Dominique commença la lecture :
- Plusieurs scientifiques, tous virologues, se sont repliés dans le laboratoire de l'Institut Pasteur, pour essayer jusqu'à la fin, de trouver un traitement. L'armée leur a donné tout l'équipement nécessaire pour tenir plusieurs semaines en autonomie totale.
- Mais ça ne dit rien sur le virus, dit Cyrano.
- Les dernières recherches ont été faites à l'Institut Pasteur, pendant plusieurs semaines, dit Troubadour.
Plume sauta au milieu de la table. Cyrano et le documentaliste se sautèrent dans les bras de surprise.
- Allons-y, cria-t-elle au milieu des feuilles qui s'envolaient.
- Allons-y, répétèrent les jumelles.
- Où se trouve cet institut ? demanda Esther.
- Il doit être à quelques kilomètres, de l'autre côté de la Seine, répondit le documentaliste.
Plume reprit son rôle d'éclaireur. Il était la promesse d'une certaine liberté, d'escalade, de sauts, de courses. Malheureusement, beaucoup d'immeubles de la rue Richelieu, construits en pierre, s'étaient écroulés. Les racines avaient incliné, fissuré, détruit les fondations. Il ne restait que les branches des grands arbres pour sauter, se balancer et rebondir. Accroupie, elle avait atterri devant le groupe après un dernier salto. Quand elle se redressa, le gardien la tenait en joue.
- Si tu ne veux pas recevoir du plomb dans le croupion, préviens la prochaine fois !
Plume haussa les épaules. Le garde n'était pas rassuré ! Aux aguets, un de ses index reposait juste à côté de la gâchette. Sa tête, girouette, balayait de droite à gauche. Étonnamment, il regardait aussi vers le haut.
- Les régressifs ne vont pas dans les arbres ! dit Plume.
- C'est à cause des ombres !
- Je t'ai entendu en parler ce matin. C'est quoi ?
- Personne ne le sait vraiment mais d'autres gardiens ont eu affaire à eux. Ils attaquent par surprise, surtout le soir.
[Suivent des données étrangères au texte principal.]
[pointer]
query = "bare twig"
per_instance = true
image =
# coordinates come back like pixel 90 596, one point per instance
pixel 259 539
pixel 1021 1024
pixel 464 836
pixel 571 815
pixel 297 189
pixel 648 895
Le soleil avait disparu derrière les arbres. Dans un quart d'heure, tout au plus, les derniers nés s'habilleraient de vert.
- Ce sont des monstres, mi-hommes mi-animaux qui sont nés du virus. Ils ont six pattes et ne mangent que de la chair humaine. Ils rodent en groupe, encerclent le malheureux et l'enlèvent avant de le dévorer.
- Allons, ne fais pas peur à la demoiselle, dit le documentaliste.
- Quand les gardiens ont fait l'expédition aux Invalides, ce n'est pas vous qui avez eu affaire à ces monstres.
- Tu n'y étais pas non plus !
- Mais ils m'ont raconté. C'était le soir, au bivouac. Il y a eu d'abord des cris bizarres, inhumains. Puis des ombres qui se déplaçaient dans les arbres. D'un seul coup, un hurlement. On n'a jamais retrouvé B15FF6. Disparu !
- Le rapport que j'ai lu mentionne l'hypothèse d'un ours.
- Pas possible, les ours ne chassent pas en groupe.
- C'était des loups, alors.
- Ils se déplaçaient dans les arbres ! Et puis ces cris stridents ...
Le coup de feu partit. Cube et Dominique remontèrent vers l'avant avec arc et épée en mains. Plume rigolait et le documentaliste engueulait le gardien. L'homme ne s'en offusquait guère. Calmement, il remettait une cartouche dans son fusil.
- Ca aurait pu être une ombre.
A leurs pieds, gisait un chevreuil qui avait eu la mauvaise idée de passer, telle une ombre, derrière les arbustes.
Comme pour donner raison au documentaliste, des hurlements de loups montèrent dans le ciel qui s'encrait déjà de nuit à l'Est. Leur vert s'alluma.